For the expression of glutathione S-transferase (GST)-tagged 14-3-3 proteins, Escherichia coli (E. coli) BL21(DE3) (ThermoFisher Scientific, EC0114) was transformed with individual pGEX-6p-1 vectors harboring each 14-3-3 paralog and stimulated overnight with 200 μM isopropyl β-D-thiogalactoside (BLUEPUS, 3001858) at 20 °C. The cells were collected by centrifugation at 4 °C and 4000 × g for 15 min, suspended in lysis buffer containing 1 mM PMSF, and lysed with a high-pressure cell disrupter at 6 °C. The cell debris was removed by centrifugation at 4 °C and 27000 × g for 30 min, and the supernatant was incubated with Glutathione Sepharose 4B (GE Healthcare, 17075601) for 1 h. The resin was washed with lysis buffer and eluted with lysis buffer containing 15 mM reduced glutathione (pH 8.0).

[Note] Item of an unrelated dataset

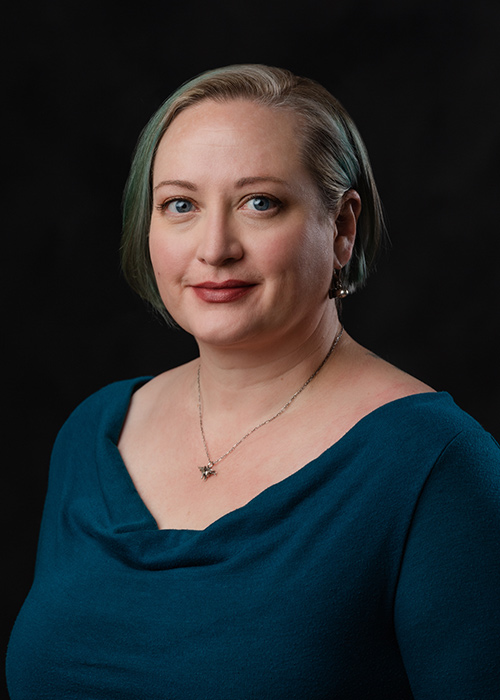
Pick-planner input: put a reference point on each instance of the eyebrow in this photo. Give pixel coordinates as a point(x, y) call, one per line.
point(177, 183)
point(243, 182)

The GST-tag on the 14-3-3 proteins was removed by incubation with 3 C protease overnight, after which the samples were further purified with SOURCE 15Q as described above, and the fractions corresponding to the same peak were collected and subjected to size-exclusion chromatography (Superdex™ 200 Increase 10/300 GL; GE Healthcare, 28990944) for further purification.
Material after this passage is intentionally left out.